Nós não tínhamos ideia do que poderia ser aquilo e muitas vezes atribuíamos a manha, brigando
com ele nessas situações, o que só piorava a situação.
Naquela época eu
estava no início da gravidez do Daniel e cheguei a pensar que aquelas birras
eram uma forma de chamar a atenção em função da chegada do irmão. Mas as crises
foram se estendendo durante todo o período do verão, deixando em meu coração de
mãe muitas dúvidas e uma angústia gigantesca.
Enfim, o Daniel
nasceu e eu percebi que isso ajudou o Henrique, de certa forma. Ele aceitou bem
a chegada do irmãozinho e era bem carinhoso com ele. Até hoje. Porém,
continuava sem permitir que fosse tirada sua meia e sua camisa, a não ser para
tomar banho.
No final daquele
ano, que seria o derradeiro na nossa decisão de buscar um diagnóstico, ainda
houve outra situação diferenciada. Henrique fazia capoeira na escola e em uma
determinada tarde houve a cerimônia de troca de faixa.
Essa cerimônia
foi no parque da cidade, num quiosque fechado. Estava bem cheio de gente e as
crianças foram chamadas para ficar numa roda na frente, perto dos instrumentos.
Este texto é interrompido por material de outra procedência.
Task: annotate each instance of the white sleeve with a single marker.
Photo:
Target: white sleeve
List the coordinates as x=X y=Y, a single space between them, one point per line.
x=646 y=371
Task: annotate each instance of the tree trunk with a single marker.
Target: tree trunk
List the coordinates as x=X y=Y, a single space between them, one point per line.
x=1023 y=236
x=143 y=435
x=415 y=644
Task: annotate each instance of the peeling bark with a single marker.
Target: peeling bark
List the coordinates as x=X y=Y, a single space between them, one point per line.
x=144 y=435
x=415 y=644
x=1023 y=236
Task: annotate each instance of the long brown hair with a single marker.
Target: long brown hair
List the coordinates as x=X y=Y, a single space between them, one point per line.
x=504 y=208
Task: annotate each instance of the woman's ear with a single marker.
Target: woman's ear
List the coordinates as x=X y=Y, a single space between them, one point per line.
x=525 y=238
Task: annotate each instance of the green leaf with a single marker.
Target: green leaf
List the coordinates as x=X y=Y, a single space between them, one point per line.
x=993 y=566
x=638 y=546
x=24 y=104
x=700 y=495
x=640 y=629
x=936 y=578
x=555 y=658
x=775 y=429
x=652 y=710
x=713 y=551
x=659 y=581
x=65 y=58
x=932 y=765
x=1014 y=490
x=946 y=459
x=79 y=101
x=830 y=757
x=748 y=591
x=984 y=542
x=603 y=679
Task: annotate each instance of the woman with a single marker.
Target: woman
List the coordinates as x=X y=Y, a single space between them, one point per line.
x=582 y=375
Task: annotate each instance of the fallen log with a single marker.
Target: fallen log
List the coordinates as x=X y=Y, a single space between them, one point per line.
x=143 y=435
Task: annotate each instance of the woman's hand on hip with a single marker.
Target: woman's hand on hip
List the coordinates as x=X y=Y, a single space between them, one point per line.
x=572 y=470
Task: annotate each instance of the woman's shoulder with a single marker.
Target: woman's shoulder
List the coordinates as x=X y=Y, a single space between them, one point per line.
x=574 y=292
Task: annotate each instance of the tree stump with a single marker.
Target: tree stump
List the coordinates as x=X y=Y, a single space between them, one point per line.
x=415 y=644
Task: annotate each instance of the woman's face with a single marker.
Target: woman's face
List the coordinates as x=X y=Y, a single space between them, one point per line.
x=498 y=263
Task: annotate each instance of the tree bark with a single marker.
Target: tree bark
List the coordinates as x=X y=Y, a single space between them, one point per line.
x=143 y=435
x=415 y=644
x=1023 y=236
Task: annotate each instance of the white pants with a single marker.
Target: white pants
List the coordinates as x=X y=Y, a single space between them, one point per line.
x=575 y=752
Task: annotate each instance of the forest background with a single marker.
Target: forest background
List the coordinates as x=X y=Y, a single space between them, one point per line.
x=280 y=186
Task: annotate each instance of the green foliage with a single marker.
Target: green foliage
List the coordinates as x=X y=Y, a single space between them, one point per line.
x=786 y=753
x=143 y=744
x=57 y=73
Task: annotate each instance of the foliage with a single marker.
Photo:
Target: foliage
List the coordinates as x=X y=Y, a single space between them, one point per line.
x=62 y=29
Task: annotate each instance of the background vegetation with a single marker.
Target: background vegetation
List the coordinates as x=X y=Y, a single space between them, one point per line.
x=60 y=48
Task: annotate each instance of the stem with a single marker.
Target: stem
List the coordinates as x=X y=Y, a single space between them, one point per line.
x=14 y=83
A música começou a tocar e eu percebi que o Henrique ficou muito transtornado
com o barulho. Ele passou o tempo todo com as mãos nos ouvidos.
Eu pensei até
que ele não iria jogar a capoeira com o professor, mas na hora certa ele o fez,
porém, assim que terminou correu para longe dos instrumentos e tampou novamente
os ouvidos.
Essa situação
aconteceu em novembro do ano que iríamos para a praia e vivenciaríamos as
questões que já abordei.
Aqui percebemos
então diversas alterações sensoriais bem clássicas que perturbavam ele, mas nós
não percebíamos como tal. Eram coisas pequenas, rotineiras, que muitas crianças
fazem...
Porém, com a
chegada do laudo isso tudo foi se encaixando em minha mente como um quebra
cabeça gigantesco que eu vinha tentando montar há anos. Agora cada pequeno
detalhe fazia sentido para mim.
A chegada do Daniel
me ajudou a perceber outras coisas também... Pois o desenvolvimento do Daniel
no primeiro ano foi extremamente típico. Foi para a escolinha e se adaptou em
uma semana. Com oito meses mandava beijos e dava tchau. Usava os brinquedos de
acordo com suas funções: a bola é para jogar, o carrinho para andar no chão, a
boneca para embalar... Isso tudo antes de um ano.
Essas coisinhas
passaram despercebidas por mim quando o Henrique tinha aquela idade. Mas já
eram sinais claros e evidentes de que ele era autista.
Que lindo Caroline. Parabéns por ser esta mãe e professora maravilhosa.